South African legal case

Bloemfontein Municipality Appellant v Jacksons Limited Respondent is an important case in South African property law. Heard in the Appellate Division in Bloemfontein on March 15 and April 5, 1929, it established the principle that, where a third party has not taken reasonable steps to protect his property from the lessor's tacit hypothec, the courts will infer that the property was brought onto the leased premises with the implied knowledge and consent of that party.

== Facts ==
"S" bought furniture under a hire-purchase agreement from Jacksons, whereby the latter reserved ownership until payment of the last instalment. "S" subsequently moved to Bloemfontein and leased a house from the municipality. When "S" fell in arrears of rent, the municipality attached the furniture.
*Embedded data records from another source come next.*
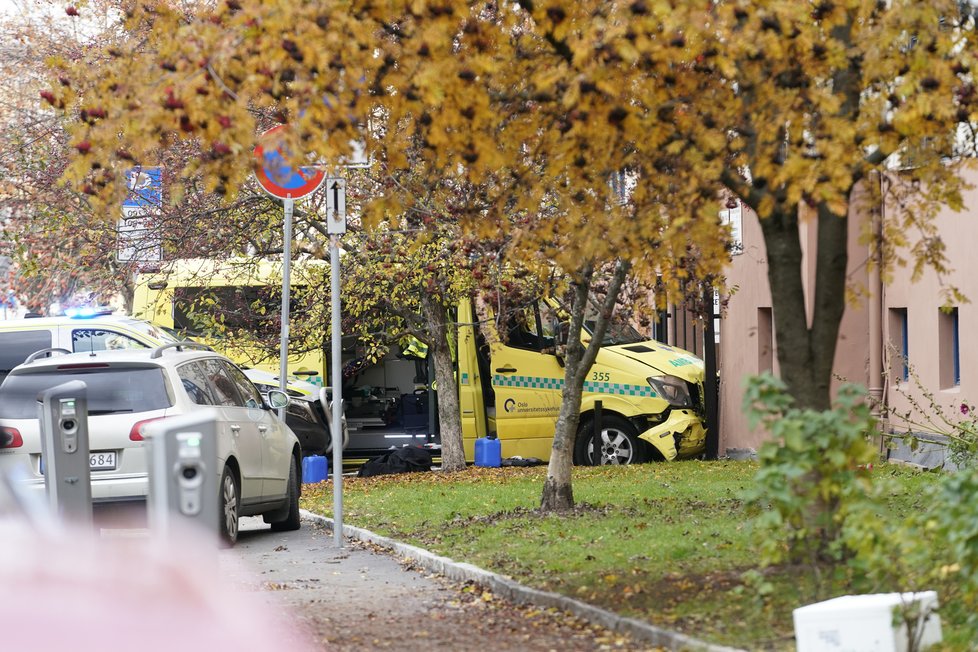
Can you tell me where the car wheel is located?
[218,465,241,548]
[574,415,648,466]
[271,457,300,532]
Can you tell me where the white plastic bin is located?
[793,591,941,652]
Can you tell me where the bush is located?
[744,374,879,592]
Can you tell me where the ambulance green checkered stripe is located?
[492,374,564,389]
[492,374,656,396]
[584,380,656,396]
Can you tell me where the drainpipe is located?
[868,170,885,452]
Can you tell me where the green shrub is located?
[744,374,879,591]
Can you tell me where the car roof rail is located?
[24,347,71,364]
[149,342,214,360]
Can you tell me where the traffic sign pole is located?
[329,233,343,548]
[278,197,295,422]
[255,125,346,548]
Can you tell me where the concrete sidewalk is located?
[221,512,731,652]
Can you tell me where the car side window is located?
[225,363,262,408]
[201,358,246,407]
[506,304,554,353]
[177,362,217,405]
[71,328,149,353]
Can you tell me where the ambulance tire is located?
[574,414,649,466]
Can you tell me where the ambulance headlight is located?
[648,376,693,407]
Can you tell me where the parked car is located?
[0,342,302,544]
[0,309,332,455]
[244,369,350,455]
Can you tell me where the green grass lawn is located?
[302,461,970,650]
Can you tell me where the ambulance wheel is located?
[218,465,241,548]
[574,414,649,466]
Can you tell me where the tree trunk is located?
[760,205,848,410]
[421,294,465,471]
[540,261,629,512]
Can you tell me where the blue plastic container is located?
[302,455,329,484]
[475,437,503,466]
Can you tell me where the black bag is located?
[357,446,431,478]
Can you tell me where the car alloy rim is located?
[588,428,632,465]
[224,475,238,539]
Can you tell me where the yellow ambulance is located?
[134,260,706,464]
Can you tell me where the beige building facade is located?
[704,173,978,456]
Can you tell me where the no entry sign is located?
[255,125,326,199]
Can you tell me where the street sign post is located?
[116,166,163,262]
[255,125,346,548]
[326,177,346,234]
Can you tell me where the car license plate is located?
[41,451,116,475]
[88,451,115,471]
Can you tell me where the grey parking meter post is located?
[37,380,92,526]
[143,409,219,543]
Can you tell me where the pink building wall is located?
[718,167,978,455]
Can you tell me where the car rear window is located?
[0,367,172,419]
[0,330,51,374]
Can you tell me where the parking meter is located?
[37,380,92,525]
[143,409,219,540]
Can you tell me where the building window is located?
[889,308,910,381]
[757,308,774,373]
[937,308,961,389]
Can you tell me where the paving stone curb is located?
[302,510,744,652]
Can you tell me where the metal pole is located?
[703,287,720,460]
[329,233,343,548]
[278,195,295,421]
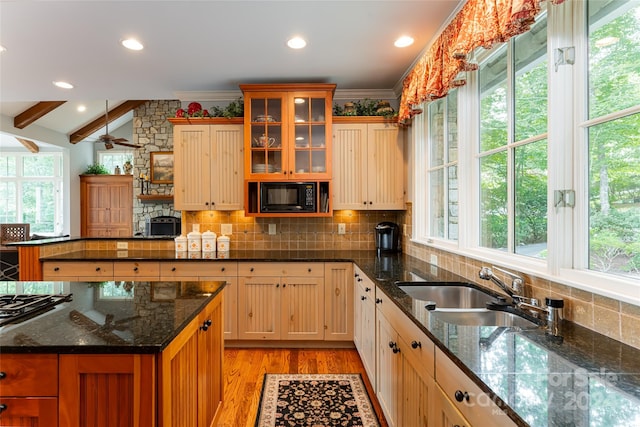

Jacksons applied for an order that the furniture was not subject to the lessor's tacit hypothec; in other words, that the furniture had been brought to the premises without Jacksons's consent.

== Judgment ==
The court held that the furniture was indeed subject to the lessor's tacit hypothec. Had Jacksons taken reasonable steps to protect its property and to enquire as to its whereabouts, and as to where the purchaser was living, it could not have failed to obtain the necessary information, enabling it to give due notice to the new landlord. It had ample time to do this; under the circumstances, the inevitable inference was that the company had impliedly consented to the furniture's being subject to the tacit hypothec of the landlord. The furniture, therefore, had rightly been attached in execution.